Molecular Oncology

Laboratory of Molecular Oncology

 

The group of the Molecular Oncology Laboratory at the Center for Advanced Studies and Technology (CAST) is led by Nicola Tinari, MD, PhD. He is an Associate Professor of Medical Oncology at the G. D’Annunzio University Medical School of Chieti-Pescara and a practicing oncologist at the “SS. Annunziata” Hospital, Chieti. The group is mainly focusing on the characterization of tumor biomarkers and their evaluation as prognostic and predictive factors of response to treatments. Since metastases account for the majority of cancer-related deaths, of special relevance are biomarkers of the metastatic propensity of cancer, which may be useful in the identification of candidate patients to more aggressive treatments. On the other hand, predictive factors may be even more relevant from a clinical viewpoint, as they allow the tailoring of treatment, i.e. to choose the right treatment for a particular patient.

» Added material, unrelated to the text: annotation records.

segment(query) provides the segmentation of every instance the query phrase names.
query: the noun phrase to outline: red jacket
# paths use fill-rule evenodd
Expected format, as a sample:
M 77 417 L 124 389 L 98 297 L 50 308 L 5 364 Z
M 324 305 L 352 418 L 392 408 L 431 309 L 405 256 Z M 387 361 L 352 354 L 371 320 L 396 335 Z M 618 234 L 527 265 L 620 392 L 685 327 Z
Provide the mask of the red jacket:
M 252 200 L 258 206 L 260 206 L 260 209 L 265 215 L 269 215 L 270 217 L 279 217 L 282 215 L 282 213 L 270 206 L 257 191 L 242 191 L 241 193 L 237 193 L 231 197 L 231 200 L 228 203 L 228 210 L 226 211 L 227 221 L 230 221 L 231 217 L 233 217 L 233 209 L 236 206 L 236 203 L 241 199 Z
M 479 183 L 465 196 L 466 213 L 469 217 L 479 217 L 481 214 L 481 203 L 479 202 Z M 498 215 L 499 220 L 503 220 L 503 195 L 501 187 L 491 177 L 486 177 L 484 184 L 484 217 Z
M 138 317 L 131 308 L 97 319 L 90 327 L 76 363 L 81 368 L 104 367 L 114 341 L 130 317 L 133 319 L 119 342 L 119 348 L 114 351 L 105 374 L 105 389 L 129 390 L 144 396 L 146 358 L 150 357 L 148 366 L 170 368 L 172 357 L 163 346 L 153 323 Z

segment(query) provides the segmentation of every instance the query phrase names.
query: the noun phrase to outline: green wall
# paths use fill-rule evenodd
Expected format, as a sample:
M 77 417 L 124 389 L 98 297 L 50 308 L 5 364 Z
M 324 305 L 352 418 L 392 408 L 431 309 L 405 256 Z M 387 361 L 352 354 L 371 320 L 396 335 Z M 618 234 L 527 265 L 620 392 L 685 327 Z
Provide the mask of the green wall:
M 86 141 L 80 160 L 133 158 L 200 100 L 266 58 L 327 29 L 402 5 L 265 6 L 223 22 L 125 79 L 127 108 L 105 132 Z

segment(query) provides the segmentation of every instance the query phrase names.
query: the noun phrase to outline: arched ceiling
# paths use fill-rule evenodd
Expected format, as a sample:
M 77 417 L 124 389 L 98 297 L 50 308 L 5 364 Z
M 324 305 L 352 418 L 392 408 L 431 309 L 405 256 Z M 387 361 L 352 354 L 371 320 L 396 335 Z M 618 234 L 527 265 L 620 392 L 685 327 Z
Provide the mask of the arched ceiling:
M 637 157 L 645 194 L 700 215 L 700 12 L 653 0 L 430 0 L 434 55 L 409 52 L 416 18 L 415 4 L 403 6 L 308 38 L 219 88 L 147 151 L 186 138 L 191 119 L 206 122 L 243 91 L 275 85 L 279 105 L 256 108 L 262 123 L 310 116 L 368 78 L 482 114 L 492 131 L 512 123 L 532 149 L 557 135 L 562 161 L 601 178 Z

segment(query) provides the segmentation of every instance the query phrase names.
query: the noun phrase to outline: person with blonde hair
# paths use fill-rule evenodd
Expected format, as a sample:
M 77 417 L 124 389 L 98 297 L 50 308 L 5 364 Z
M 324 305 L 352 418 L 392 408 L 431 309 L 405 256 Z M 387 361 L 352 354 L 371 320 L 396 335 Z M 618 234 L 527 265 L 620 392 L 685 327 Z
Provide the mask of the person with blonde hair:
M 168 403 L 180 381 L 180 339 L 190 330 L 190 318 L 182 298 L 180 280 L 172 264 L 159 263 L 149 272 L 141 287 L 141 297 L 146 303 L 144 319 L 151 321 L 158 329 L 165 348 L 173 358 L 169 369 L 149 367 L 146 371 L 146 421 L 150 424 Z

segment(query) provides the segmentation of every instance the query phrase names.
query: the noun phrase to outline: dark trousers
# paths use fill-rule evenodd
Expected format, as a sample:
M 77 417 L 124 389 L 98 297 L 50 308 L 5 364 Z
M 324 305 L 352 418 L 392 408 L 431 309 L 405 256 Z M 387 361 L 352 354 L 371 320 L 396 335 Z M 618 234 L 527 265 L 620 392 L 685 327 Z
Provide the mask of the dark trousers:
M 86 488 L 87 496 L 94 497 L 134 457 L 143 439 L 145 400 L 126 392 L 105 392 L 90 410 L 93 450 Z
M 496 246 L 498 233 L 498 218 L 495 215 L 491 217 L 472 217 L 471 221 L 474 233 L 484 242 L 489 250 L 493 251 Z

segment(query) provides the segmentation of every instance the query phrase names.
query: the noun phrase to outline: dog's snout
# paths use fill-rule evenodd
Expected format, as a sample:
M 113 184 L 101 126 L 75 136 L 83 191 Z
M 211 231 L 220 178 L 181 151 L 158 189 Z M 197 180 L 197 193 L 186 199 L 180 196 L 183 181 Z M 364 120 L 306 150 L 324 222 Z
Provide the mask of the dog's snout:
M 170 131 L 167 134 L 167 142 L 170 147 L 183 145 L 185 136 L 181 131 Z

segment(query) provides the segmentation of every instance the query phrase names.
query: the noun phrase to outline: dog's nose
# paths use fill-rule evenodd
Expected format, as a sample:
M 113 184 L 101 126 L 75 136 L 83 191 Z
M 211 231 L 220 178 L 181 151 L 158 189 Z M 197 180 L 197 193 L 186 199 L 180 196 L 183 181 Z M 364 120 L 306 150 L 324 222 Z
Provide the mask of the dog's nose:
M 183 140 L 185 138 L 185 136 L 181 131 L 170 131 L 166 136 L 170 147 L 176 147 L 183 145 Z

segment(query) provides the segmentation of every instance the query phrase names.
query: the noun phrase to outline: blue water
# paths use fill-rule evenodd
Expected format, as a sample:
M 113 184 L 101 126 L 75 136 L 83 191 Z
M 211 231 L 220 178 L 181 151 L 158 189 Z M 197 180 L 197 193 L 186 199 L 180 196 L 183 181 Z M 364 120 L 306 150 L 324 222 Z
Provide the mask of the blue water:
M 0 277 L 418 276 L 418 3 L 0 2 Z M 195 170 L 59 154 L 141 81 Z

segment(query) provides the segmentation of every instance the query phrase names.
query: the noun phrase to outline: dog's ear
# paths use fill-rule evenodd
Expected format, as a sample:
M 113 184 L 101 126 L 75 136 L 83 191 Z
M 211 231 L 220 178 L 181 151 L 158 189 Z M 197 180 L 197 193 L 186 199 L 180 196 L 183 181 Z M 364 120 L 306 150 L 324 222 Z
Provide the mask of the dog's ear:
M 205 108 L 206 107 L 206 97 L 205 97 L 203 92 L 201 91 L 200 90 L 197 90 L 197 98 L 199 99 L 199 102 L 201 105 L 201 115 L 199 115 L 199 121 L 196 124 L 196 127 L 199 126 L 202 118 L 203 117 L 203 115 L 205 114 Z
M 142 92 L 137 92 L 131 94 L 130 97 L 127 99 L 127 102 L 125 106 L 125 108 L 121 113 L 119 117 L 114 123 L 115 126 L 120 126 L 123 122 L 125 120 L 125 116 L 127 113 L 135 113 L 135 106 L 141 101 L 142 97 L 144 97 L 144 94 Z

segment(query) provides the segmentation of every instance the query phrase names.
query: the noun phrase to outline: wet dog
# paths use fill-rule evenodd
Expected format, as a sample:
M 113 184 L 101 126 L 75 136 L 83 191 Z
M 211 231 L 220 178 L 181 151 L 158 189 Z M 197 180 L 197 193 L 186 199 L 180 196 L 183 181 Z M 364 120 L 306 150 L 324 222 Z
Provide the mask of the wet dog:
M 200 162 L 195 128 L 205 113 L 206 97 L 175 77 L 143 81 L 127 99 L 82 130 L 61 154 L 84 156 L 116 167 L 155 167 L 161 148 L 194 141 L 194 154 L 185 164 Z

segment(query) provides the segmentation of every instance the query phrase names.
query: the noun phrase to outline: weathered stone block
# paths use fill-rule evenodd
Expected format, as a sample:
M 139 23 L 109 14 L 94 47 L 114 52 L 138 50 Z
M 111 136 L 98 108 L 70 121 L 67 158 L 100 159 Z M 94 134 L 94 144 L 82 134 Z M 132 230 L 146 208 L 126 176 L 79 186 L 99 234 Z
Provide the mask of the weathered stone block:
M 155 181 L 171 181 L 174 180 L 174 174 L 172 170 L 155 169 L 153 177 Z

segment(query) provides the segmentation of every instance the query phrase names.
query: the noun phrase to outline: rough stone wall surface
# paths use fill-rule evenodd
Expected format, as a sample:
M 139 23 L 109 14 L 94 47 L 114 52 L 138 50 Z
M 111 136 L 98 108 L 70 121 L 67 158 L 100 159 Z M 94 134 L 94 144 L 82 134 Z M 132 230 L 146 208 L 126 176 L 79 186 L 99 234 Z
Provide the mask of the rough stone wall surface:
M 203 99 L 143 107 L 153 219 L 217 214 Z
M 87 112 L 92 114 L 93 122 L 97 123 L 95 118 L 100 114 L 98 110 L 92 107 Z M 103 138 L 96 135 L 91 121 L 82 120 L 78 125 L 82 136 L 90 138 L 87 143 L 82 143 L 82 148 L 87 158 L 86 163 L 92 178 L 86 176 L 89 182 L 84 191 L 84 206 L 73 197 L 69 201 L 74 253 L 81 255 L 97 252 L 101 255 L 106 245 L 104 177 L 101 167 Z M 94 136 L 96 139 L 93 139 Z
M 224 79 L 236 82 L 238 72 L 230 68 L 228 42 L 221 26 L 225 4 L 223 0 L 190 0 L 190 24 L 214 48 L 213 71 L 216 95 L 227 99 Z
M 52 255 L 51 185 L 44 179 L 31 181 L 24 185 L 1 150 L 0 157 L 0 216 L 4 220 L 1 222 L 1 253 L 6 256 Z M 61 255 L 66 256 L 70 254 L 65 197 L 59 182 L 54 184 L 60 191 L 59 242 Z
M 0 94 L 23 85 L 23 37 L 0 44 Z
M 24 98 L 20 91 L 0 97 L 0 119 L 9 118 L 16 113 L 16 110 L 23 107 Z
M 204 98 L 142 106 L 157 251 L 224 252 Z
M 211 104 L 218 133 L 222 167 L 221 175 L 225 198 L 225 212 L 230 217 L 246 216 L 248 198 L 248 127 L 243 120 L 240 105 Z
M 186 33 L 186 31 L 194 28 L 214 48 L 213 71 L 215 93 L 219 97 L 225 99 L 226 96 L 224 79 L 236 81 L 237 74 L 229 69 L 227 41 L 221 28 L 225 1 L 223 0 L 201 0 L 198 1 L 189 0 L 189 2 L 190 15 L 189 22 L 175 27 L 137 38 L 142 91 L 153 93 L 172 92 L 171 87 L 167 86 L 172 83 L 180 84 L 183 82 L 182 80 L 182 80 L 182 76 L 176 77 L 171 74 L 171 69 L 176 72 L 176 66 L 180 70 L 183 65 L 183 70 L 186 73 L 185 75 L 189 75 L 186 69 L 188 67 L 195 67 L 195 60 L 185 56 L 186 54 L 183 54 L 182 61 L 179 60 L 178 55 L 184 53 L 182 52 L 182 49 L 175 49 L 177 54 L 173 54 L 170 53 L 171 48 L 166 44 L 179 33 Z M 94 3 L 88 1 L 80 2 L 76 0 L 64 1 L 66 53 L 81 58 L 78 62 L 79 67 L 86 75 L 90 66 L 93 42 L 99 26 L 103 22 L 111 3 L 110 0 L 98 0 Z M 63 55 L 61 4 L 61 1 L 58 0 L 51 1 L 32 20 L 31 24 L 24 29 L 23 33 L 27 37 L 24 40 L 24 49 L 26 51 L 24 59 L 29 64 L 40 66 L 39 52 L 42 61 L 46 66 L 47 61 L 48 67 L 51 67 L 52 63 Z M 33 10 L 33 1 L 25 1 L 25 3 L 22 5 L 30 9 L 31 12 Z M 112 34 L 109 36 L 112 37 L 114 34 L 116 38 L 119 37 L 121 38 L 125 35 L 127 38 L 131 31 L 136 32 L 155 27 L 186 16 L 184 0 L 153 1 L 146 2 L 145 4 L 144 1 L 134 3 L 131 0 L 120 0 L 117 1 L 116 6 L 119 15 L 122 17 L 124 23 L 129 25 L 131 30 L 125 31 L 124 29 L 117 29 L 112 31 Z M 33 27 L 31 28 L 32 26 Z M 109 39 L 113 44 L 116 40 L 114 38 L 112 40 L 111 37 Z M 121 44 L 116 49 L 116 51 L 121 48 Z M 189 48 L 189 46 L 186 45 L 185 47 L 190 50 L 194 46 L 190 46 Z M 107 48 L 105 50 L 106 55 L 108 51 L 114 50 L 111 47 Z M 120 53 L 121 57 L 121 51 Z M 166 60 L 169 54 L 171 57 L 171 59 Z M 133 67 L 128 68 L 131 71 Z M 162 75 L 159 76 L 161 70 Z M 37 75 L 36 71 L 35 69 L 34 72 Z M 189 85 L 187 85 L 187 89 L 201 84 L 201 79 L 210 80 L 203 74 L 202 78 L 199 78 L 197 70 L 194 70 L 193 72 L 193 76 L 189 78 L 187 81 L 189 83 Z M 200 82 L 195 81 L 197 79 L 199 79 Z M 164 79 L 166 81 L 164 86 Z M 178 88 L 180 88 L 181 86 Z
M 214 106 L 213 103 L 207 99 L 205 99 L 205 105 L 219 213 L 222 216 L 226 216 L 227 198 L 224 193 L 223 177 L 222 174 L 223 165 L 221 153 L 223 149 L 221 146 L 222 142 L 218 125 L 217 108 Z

Currently, research activities are devoted to the investigation of the Galectin 3 binding protein (LGALS3BP, also known as 90K), a ubiquitous multifunctional secreted glycoprotein found elevated in the serum of patients with cancer and HIV infection. This highly glycosylated protein appears to be implicated in immune response and its elevated expression, in the serum or tumor tissue, was associated with low survival rate, cancer progression, and metastasis in breast, hepatocellular, lung, prostate, and ovarian carcinoma. Clinical data suggest its relevance as a biomarker of advanced tumor and its correlation with poor-survival. Moreover, it plays a pro-metastatic role through its ability to promote angiogenesis, cell-cell and cell-extracellular matrix adhesion. Recently, the group has investigated the role of LGALS3BP gene expression in the pro-metastatic and immune-suppressive effect of TGF-β1. The role of TGF-β1 in the process of cancer invasion and diffusion, and its contribution to the creation of an immune-suppressive tumor microenvironment is well established and has led to the development of pharmacological inhibitors of the TGF-β signaling. The group demonstrated that TGF-β1 increases LGALS3BP transcription, binding the upstream stimulatory factors, USF1 and USF2, suggesting an up-regulation of the pro-adhesive protein LGALS3BP, which may have biological implications for tumor progression in the context of the changes induced by TGF-β1 in the tumor microenvironment.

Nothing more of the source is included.